Even more importantly, the league is determined to reassert itself in the popular imagination. While no one's necessarily expecting the sport to overtake baseball, football, or basketball in popularity, there's a very real sense that the NHL feels it can effectively compete with the likes of auto racing and golf.

"From a strategic perspective, we're looking to engage our 53 million fans," says John Collins, senior EVP of business and media for the league. "The standard metric in sports is the weekend afternoon broadcast TV ratings. In the U.S. especially we've been a league challenged by our broadcast partners to pop a rating. As a result, we're focusing on how to improve our local and national TV presence, and steering the conversation in a different direction."

The league has national contracts with NBC and cable network Versus. Regular-season ratings on NBC were up 11 percent from the previous year, while its Versus ratings rose by 24 percent for the same period (impacted in part by a roughly 4 percent increase in households carrying Versus). But the biggest blockbuster was an outdoor game held on New Year's Day 2008 in Buffalo, which drew a 2.6 rating for NBC -- the highest since the league debuted on Fox in 1994.

The league would of course like to repeat that experience, but Bettman is being cautious about overplaying the uniqueness of what's now called "The Winter Classic." Several major markets, including New York, Boston, Detroit, Chicago, and Montreal have expressed interest in hosting an outdoor game, and Bettman says it's likely that one will take place next season.

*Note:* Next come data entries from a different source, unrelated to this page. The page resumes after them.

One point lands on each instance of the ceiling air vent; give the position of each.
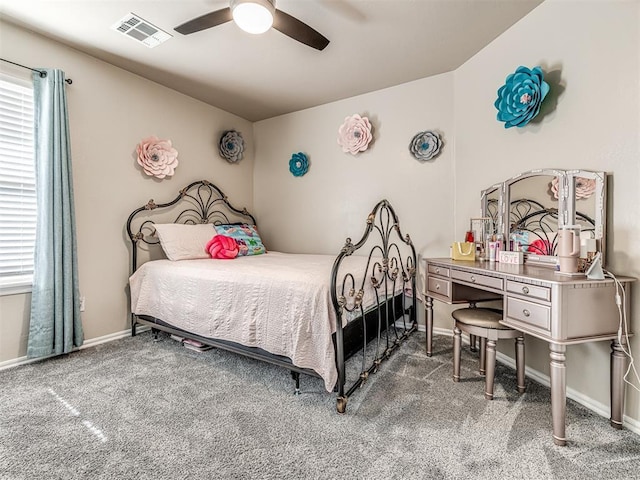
(140, 30)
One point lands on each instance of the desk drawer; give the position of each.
(529, 313)
(483, 280)
(438, 270)
(439, 286)
(534, 291)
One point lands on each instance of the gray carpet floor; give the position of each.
(138, 409)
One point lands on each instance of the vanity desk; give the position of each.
(561, 310)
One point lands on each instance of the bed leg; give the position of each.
(296, 377)
(341, 404)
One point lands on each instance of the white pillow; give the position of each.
(185, 242)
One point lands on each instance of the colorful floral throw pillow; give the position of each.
(246, 236)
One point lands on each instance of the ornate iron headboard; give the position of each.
(199, 202)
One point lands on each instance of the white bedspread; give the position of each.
(278, 302)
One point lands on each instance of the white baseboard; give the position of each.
(590, 403)
(597, 407)
(92, 342)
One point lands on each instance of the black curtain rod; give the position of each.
(41, 72)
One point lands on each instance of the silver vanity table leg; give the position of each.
(618, 366)
(558, 391)
(428, 310)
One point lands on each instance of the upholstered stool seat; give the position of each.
(484, 323)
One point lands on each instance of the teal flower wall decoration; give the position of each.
(425, 145)
(520, 97)
(231, 146)
(299, 164)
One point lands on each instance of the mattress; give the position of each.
(278, 302)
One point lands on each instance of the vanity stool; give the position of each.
(484, 323)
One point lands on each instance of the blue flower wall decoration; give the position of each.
(425, 145)
(299, 164)
(231, 146)
(520, 97)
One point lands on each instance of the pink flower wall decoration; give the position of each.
(157, 157)
(354, 135)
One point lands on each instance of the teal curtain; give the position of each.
(55, 325)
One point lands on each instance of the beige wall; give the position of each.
(318, 211)
(595, 125)
(110, 112)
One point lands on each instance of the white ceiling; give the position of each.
(374, 44)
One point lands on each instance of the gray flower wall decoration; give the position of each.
(231, 146)
(425, 145)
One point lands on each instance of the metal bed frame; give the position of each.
(376, 332)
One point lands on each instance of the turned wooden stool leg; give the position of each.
(491, 369)
(457, 341)
(520, 363)
(483, 356)
(472, 343)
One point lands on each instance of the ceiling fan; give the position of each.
(257, 16)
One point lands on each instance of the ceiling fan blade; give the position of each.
(294, 28)
(205, 21)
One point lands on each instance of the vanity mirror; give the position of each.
(535, 205)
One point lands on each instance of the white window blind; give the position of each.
(17, 184)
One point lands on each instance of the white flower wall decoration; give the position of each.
(354, 135)
(157, 157)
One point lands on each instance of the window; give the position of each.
(17, 185)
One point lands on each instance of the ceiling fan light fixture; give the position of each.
(253, 16)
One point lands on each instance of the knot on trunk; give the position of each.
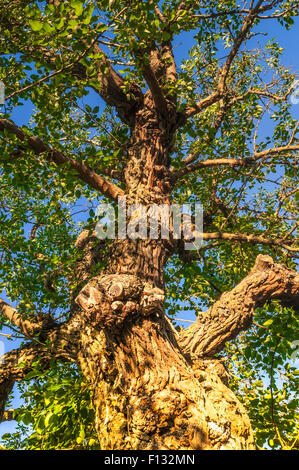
(109, 300)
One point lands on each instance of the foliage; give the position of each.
(43, 206)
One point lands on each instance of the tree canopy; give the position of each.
(80, 70)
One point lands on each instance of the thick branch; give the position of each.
(60, 343)
(233, 312)
(233, 162)
(83, 172)
(28, 328)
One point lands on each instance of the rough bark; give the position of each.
(148, 395)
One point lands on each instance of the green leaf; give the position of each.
(36, 25)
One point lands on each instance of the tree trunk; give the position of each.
(147, 393)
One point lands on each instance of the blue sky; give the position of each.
(289, 40)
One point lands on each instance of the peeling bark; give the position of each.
(233, 312)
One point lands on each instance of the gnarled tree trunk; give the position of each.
(153, 387)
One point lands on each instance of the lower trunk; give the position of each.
(147, 394)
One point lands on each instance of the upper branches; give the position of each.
(83, 172)
(221, 92)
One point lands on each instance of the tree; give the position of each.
(101, 349)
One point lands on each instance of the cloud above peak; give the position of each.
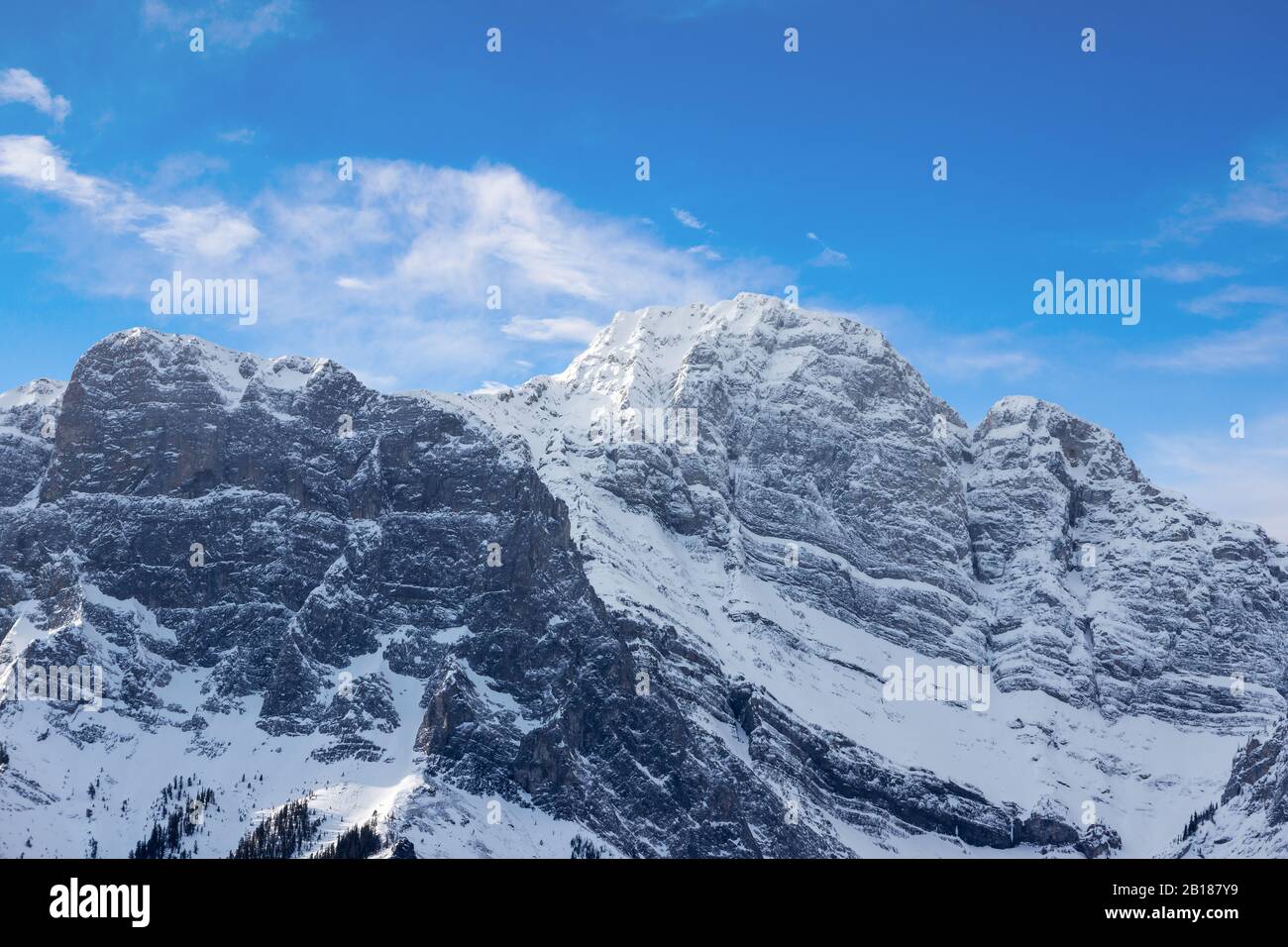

However, he told a March 5 press conference, "There was a special, almost romantic, emotional, exciting, holistic quality to what took place in returning to our outdoor roots. If you do it too much, I think you lose some of that quality. Everything we do, we want it to be special in the outdoor-game context."

Ramping Up Fan Enthusiasm

In addition to special events like the Winter Classic and the Cup finals-which Collins says will also be heavily promoted so that it's "not just another game"-the NHL is actively seeking to become a regular part of its fans' lives.

"We may sell $1 billion in merchandise but it's not always readily available," says Perry Cooper, vice president of NHL Direct and database marketing. "We're looking to do more of everything to get our fans engaged, and to build one-to-one relationships with them."

That includes mining customer data for favorite teams and following up with team-specific marketing, as well as building excitement in the post-season akin to the Super Bowl behemoth, which draws millions of viewers whose favorite teams aren't even playing in the game.

"Right now, whether your favorite team is involved is still limiting," Cooper says, noting that fans are "at least 50 percent more likely" to respond to team-specific marketing. "We want to activate our existing fan base that's passionate, but perhaps not activated at a level we think they could be. And we want to run as fast as we can."

Improvements include streamlining the league's previously clunky website for easier navigation -- and merchandise sales. An upgraded product configurator makes it easier for customers to add a name and number to a team jersey and to see what the final product will look like; Cooper says such jerseys make up nearly 40 percent of the site's sales.

The league is also trying to stay consumer-friendly when it comes to pricing. Ticket prices in the three years since the lockout have risen by 0.3 percent, compared with the 5-6 percent in the other major sports for the same period.

Nearly every aspect of the game and the league are being closely looked at, Collins says. "We're very much involved with talking to our fans on a one-to-one basis," he says. "This is a huge opportunity for the league."